Monday, December 6, 2010

The Party's Over



It seems fitting, I guess, that Don Meredith, the famed "Dandy Don," as his Monday Night Football colleague Howard Cosell called him, died last night at the age of 72.

For it was while I was watching Meredith and Cosell and their other colleague, Frank Gifford, doing a Monday Night broadcast that I learned that John Lennon had been killed.

The 30th anniversary of that event will be this Wednesday, and I expect to be writing about it later.

I was in college, and I was drinking beer and eating nachos with a couple of my buddies when Cosell made his announcement. The beer may have clouded my memory a bit, but what I recall is that Meredith said nothing about Lennon on that occasion. He and Gifford apparently sat in the booth and listened while Cosell informed the viewing audience that Lennon had been shot and killed only minutes before.
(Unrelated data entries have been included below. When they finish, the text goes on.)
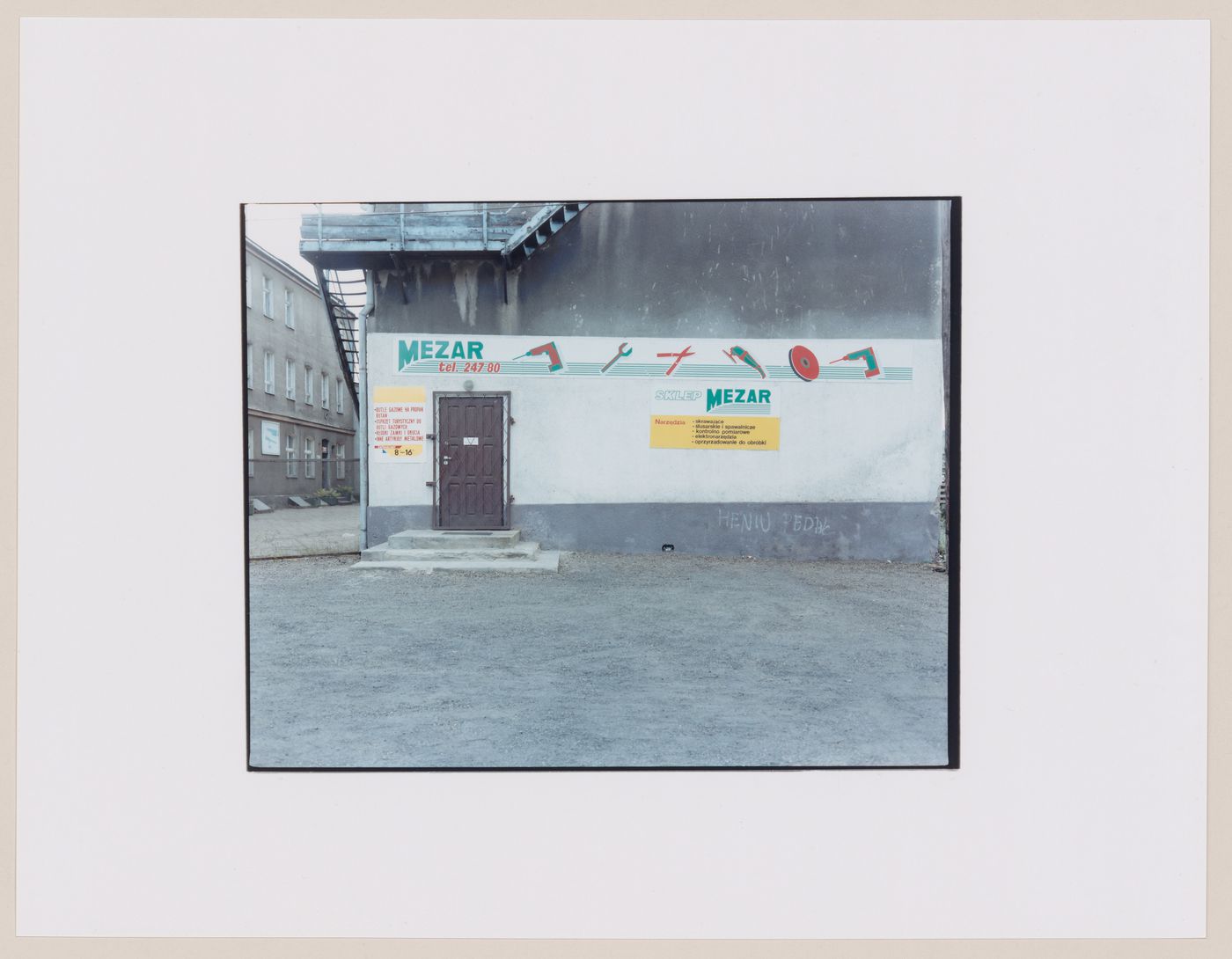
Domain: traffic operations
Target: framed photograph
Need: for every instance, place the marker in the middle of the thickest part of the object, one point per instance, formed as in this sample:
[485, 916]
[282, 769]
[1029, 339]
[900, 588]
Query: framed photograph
[637, 485]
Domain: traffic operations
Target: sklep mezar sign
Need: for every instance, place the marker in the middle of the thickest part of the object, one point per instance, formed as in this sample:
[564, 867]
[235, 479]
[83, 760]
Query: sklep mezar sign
[715, 418]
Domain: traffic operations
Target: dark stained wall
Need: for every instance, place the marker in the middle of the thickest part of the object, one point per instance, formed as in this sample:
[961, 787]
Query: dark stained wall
[754, 268]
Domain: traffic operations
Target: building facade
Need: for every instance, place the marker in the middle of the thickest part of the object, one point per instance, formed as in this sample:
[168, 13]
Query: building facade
[745, 378]
[301, 416]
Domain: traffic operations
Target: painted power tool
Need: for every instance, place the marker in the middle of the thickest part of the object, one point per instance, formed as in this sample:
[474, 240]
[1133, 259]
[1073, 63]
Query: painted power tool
[868, 356]
[550, 351]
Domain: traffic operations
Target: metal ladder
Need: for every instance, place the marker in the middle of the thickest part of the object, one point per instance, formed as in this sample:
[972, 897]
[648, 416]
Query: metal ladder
[344, 293]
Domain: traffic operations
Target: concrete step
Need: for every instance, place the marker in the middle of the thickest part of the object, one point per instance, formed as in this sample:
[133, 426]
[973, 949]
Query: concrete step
[384, 553]
[453, 539]
[544, 561]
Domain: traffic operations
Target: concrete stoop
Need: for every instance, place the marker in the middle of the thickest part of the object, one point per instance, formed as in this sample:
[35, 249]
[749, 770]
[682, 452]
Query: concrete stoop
[472, 551]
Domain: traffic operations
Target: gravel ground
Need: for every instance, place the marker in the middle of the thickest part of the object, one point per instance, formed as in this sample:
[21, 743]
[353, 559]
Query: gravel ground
[661, 660]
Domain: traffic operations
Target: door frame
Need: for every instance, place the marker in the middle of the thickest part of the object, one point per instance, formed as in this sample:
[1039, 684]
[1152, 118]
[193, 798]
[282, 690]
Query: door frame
[505, 398]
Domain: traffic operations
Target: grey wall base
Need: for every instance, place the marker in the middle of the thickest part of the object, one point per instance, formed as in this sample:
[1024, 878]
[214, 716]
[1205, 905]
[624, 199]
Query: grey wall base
[905, 532]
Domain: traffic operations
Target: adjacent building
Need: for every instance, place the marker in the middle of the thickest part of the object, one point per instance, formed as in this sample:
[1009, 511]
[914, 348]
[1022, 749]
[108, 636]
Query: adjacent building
[301, 412]
[760, 378]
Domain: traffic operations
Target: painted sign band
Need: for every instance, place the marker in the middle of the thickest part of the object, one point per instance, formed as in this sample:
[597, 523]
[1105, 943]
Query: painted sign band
[825, 361]
[398, 416]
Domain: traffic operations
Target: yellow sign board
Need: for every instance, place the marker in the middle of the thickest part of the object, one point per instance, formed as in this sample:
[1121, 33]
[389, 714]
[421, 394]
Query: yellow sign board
[398, 415]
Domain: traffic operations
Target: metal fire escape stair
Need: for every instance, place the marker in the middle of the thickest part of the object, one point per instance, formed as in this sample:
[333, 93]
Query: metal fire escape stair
[538, 231]
[344, 293]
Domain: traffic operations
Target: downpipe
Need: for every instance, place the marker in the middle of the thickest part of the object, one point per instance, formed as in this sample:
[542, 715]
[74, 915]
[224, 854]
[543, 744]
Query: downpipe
[361, 332]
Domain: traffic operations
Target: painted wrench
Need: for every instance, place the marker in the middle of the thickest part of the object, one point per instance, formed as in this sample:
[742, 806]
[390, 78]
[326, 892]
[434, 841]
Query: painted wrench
[620, 352]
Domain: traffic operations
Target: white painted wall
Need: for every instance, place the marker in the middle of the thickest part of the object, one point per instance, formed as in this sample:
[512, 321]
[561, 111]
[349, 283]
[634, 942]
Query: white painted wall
[588, 440]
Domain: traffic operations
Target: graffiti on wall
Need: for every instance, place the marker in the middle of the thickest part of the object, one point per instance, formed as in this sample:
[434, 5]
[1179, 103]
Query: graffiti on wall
[772, 521]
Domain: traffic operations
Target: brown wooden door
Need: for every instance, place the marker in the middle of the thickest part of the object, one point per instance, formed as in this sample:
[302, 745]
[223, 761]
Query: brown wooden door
[471, 462]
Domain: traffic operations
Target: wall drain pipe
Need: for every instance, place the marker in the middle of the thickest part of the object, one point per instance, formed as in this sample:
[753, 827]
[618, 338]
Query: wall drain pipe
[370, 302]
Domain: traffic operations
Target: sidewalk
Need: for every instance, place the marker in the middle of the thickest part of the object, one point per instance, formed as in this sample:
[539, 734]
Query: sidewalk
[322, 531]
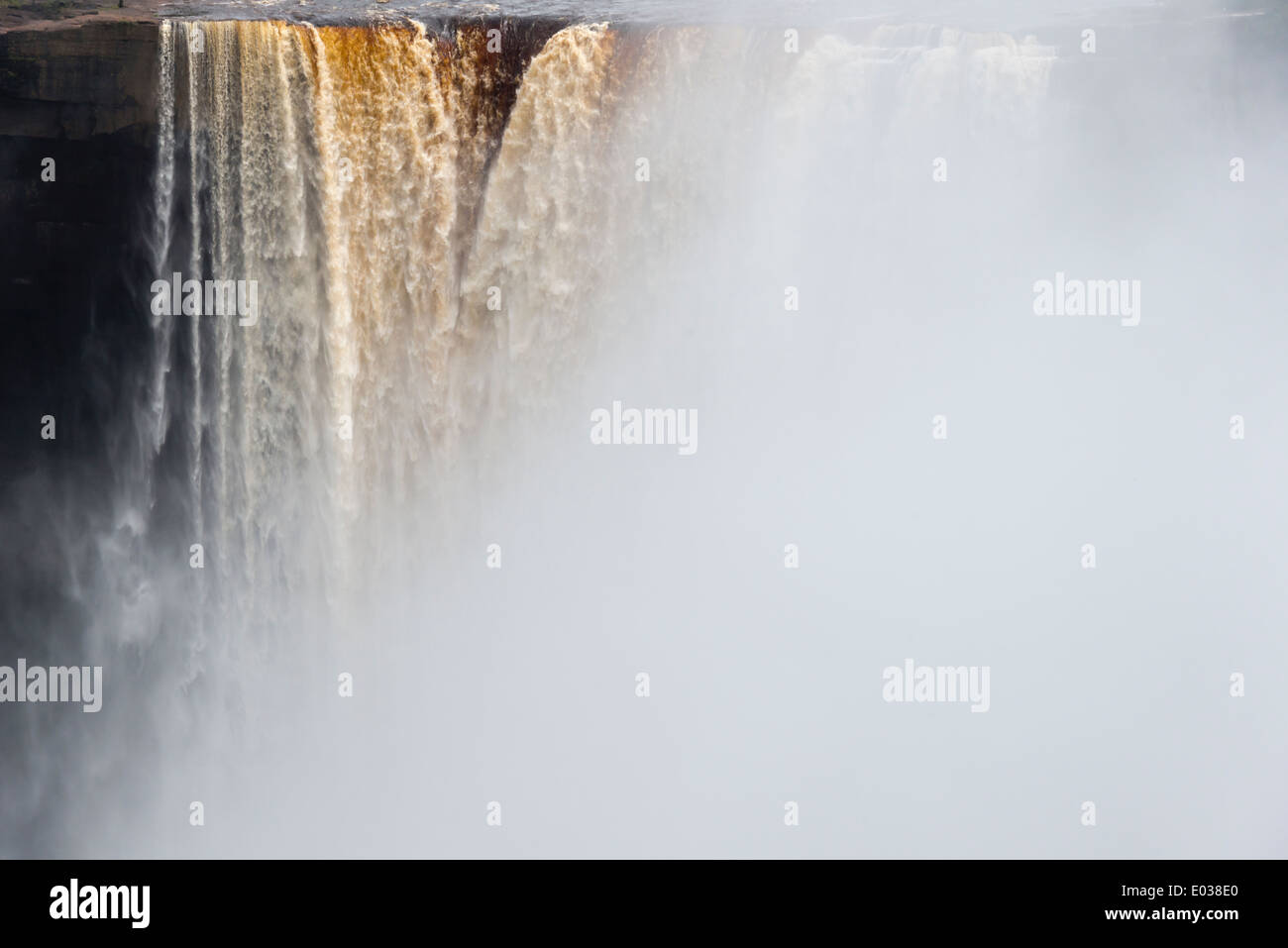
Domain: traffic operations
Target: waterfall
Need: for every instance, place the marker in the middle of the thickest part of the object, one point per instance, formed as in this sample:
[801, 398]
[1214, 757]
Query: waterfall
[451, 240]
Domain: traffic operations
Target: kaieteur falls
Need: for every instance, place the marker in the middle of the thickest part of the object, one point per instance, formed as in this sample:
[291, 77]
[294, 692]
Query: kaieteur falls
[359, 563]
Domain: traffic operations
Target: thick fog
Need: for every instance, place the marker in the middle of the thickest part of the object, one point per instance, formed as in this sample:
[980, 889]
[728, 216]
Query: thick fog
[436, 617]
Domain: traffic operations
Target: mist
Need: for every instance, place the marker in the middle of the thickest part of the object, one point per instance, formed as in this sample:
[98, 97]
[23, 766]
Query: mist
[433, 617]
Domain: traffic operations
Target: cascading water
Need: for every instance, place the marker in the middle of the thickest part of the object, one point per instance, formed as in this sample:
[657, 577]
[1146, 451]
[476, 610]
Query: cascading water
[452, 243]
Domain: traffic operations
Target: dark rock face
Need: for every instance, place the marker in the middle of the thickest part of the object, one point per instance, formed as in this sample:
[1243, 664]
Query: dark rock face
[81, 95]
[72, 274]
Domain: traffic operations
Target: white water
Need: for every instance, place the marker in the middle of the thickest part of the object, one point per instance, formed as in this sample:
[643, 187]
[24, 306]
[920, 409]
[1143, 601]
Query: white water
[370, 183]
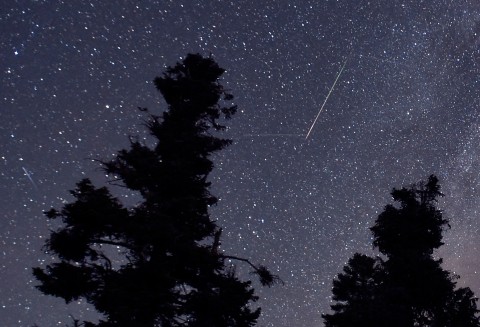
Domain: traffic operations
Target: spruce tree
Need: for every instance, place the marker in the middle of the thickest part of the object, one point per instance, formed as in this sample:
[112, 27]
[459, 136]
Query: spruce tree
[407, 287]
[157, 263]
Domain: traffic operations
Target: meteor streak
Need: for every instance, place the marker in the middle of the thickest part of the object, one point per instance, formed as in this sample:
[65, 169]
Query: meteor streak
[326, 98]
[271, 135]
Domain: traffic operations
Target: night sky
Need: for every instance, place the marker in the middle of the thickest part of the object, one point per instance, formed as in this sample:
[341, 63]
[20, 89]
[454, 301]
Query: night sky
[405, 106]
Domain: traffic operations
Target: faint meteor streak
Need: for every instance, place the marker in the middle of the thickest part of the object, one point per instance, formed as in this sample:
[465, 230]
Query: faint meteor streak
[326, 98]
[29, 175]
[271, 135]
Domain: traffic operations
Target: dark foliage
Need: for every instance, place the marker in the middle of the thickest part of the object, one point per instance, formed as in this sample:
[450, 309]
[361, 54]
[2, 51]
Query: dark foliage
[158, 263]
[409, 288]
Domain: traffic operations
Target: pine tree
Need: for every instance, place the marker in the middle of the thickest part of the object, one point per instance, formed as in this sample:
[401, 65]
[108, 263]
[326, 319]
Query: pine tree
[157, 263]
[409, 288]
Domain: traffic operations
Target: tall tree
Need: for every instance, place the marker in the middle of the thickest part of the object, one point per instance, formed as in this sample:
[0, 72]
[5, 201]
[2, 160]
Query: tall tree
[158, 263]
[409, 288]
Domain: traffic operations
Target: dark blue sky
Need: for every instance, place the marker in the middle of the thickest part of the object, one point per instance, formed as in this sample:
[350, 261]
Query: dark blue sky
[406, 106]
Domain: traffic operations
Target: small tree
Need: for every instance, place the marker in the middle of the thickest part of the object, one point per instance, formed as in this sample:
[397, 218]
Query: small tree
[158, 263]
[409, 288]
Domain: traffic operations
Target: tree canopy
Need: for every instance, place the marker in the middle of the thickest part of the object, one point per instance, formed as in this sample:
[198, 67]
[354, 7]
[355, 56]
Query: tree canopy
[157, 263]
[407, 287]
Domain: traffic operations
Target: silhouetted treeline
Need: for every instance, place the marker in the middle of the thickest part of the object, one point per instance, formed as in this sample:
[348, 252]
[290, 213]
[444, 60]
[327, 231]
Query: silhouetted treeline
[407, 287]
[158, 263]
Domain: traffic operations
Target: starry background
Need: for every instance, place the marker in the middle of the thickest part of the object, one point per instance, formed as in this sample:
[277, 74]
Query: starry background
[406, 106]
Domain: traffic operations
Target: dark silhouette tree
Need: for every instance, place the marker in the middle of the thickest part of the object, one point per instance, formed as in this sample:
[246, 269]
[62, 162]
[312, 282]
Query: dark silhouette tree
[157, 263]
[409, 288]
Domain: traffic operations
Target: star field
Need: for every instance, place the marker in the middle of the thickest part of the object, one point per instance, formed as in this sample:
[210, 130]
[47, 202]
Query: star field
[406, 106]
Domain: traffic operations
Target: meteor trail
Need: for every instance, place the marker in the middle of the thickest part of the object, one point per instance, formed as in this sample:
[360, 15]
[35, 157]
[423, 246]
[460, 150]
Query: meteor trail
[326, 98]
[271, 135]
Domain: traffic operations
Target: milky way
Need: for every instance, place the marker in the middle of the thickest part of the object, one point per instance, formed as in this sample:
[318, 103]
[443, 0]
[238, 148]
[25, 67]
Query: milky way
[406, 106]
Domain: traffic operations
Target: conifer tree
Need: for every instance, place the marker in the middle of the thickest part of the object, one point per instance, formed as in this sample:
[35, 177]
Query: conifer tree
[407, 287]
[157, 263]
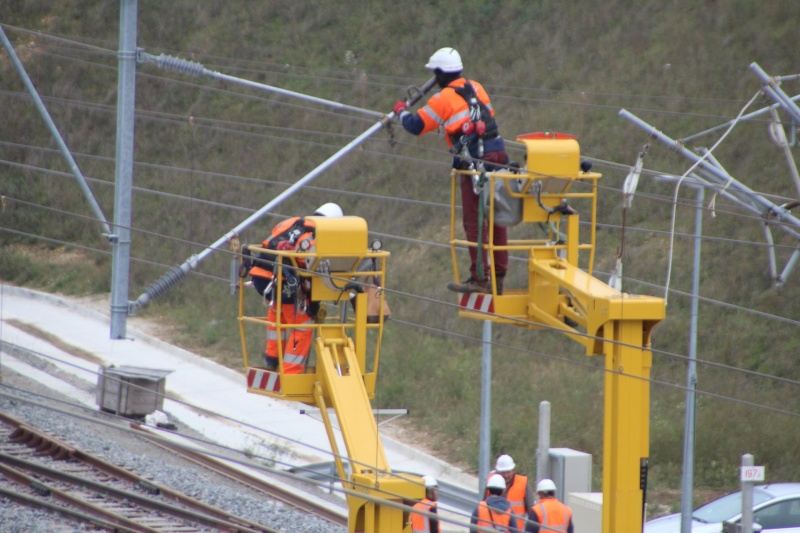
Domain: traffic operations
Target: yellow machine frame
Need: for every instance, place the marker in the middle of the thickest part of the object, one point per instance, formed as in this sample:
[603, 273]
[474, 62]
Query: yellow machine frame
[614, 324]
[340, 378]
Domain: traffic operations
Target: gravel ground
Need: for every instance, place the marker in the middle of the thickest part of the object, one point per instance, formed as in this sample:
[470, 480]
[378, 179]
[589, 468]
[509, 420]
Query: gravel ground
[118, 446]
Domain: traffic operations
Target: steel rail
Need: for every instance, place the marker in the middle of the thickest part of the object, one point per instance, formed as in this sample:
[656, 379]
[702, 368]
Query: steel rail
[291, 498]
[22, 434]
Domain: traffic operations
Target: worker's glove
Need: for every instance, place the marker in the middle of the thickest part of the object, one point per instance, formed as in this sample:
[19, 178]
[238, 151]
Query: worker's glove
[247, 263]
[399, 107]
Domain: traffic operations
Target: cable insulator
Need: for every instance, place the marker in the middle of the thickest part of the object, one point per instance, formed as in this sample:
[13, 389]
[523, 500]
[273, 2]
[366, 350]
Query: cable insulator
[181, 65]
[164, 283]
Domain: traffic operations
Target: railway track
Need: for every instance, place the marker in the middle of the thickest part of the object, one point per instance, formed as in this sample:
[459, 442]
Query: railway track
[41, 471]
[288, 497]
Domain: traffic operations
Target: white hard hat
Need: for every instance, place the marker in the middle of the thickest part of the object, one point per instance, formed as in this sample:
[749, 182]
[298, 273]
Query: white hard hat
[496, 481]
[329, 210]
[504, 463]
[445, 59]
[430, 482]
[546, 485]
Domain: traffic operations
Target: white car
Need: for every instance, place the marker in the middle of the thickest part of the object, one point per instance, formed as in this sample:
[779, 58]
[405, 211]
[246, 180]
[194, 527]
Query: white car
[776, 508]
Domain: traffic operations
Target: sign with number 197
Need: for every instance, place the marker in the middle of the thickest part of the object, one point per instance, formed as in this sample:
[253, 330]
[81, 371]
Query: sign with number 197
[752, 473]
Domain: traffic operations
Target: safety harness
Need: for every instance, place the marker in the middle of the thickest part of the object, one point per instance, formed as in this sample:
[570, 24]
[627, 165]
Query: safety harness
[481, 125]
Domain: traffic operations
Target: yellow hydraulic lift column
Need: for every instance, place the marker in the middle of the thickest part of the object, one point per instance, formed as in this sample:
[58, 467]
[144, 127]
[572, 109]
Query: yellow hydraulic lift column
[343, 373]
[563, 296]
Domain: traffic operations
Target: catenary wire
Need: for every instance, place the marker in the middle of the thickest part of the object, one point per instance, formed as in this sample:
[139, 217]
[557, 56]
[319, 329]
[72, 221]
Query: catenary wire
[544, 326]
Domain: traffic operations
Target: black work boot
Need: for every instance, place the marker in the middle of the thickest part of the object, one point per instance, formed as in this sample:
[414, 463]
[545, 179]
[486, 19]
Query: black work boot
[471, 285]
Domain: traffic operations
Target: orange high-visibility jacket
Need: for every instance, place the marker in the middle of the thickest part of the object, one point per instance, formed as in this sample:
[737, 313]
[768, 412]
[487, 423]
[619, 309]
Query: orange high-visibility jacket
[449, 110]
[419, 522]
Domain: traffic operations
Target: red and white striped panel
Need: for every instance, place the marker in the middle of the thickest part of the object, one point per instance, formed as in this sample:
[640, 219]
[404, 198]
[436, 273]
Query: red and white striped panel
[477, 301]
[258, 378]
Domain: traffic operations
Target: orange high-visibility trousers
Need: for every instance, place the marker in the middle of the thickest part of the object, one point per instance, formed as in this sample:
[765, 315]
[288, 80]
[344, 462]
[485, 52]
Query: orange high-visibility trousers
[294, 343]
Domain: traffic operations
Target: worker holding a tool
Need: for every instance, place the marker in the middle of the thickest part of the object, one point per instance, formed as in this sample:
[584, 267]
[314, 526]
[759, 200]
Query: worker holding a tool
[463, 108]
[297, 308]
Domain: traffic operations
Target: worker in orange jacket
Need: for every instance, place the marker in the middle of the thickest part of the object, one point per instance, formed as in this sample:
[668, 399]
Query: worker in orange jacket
[549, 515]
[463, 109]
[421, 523]
[495, 512]
[518, 492]
[297, 309]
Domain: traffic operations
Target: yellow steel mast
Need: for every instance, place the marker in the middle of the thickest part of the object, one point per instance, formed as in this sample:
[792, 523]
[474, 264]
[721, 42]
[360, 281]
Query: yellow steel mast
[344, 374]
[562, 296]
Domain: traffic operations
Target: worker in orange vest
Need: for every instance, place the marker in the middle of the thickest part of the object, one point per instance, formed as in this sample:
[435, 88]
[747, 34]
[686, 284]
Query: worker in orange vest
[421, 523]
[518, 492]
[463, 109]
[297, 234]
[549, 515]
[495, 512]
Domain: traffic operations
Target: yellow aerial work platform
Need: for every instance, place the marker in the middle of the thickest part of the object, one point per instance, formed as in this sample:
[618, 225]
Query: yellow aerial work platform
[559, 294]
[344, 373]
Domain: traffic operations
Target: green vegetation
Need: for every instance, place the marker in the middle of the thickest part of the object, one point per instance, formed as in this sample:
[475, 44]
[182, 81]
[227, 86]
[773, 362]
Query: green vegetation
[550, 66]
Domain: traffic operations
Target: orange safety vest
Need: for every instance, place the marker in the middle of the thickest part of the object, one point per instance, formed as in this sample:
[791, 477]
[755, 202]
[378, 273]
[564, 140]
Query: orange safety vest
[493, 519]
[449, 110]
[515, 494]
[553, 515]
[419, 522]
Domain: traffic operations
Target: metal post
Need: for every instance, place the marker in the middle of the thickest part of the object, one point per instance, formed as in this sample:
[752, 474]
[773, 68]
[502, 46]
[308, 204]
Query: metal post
[687, 486]
[543, 450]
[747, 498]
[126, 98]
[486, 408]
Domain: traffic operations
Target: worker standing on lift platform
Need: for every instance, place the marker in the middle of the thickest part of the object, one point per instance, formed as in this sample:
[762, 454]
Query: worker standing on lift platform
[296, 305]
[464, 110]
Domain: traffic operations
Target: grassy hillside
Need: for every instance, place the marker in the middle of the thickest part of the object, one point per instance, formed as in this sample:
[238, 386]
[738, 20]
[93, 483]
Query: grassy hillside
[210, 153]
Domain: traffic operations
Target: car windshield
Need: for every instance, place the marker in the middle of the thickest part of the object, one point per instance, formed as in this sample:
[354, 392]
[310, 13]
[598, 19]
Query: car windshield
[727, 507]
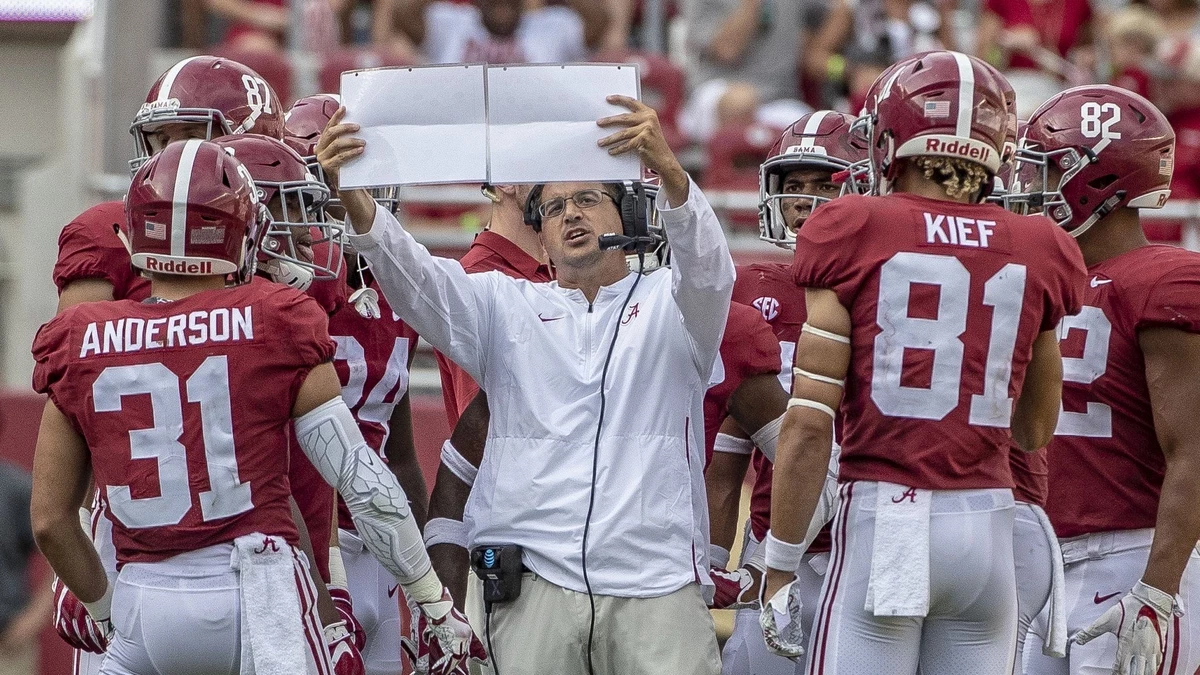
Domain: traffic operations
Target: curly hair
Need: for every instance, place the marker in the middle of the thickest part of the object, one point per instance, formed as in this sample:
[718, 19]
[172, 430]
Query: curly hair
[958, 177]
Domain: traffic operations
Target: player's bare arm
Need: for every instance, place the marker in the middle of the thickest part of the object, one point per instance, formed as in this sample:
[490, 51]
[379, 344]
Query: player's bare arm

The thing I remember about Meredith's Monday Night Football career was his habit of bursting into a rendition of "Turn Out the Lights (the Party's Over)" when the outcome was no longer in doubt.

I'm not sure when he did it the first time. I just know he became famous for doing it, and I always knew, when he started singing, that it was time for me to go to bed.

I have few memories of Meredith's playing days. He retired from the NFL before I really began following it, but I do have spotty memories of seeing him play in the infamous "Ice Bowl" against Vince Lombardi's Green Bay Packers.

I remember, when I was a child, the adults in my world dismissed the Dallas Cowboys as "the team that couldn't win the big one." Some of that criticism was directed at the head coach, Tom Landry, but much of it focused on the team's field general — its quarterback, Don Meredith.

That criticism wasn't fair, but it never really went away until Roger Staubach started playing for the Cowboys — and Dallas finally won the big one.

Granted, Meredith didn't compile eye–popping numbers while playing for Dallas, but he was the Cowboys' quarterback in their early days, when wins were few and far between.

The fact that the Cowboys of the 1960s were ever in the position of participating in the postseason at all was due, in large part, to Meredith's play.

I hope Meredith didn't carry that criticism with him for the rest of his life. And, judging from what I saw during his Monday Night Football career, I don't think he did.

Rest in peace, Dandy Don. The party's over.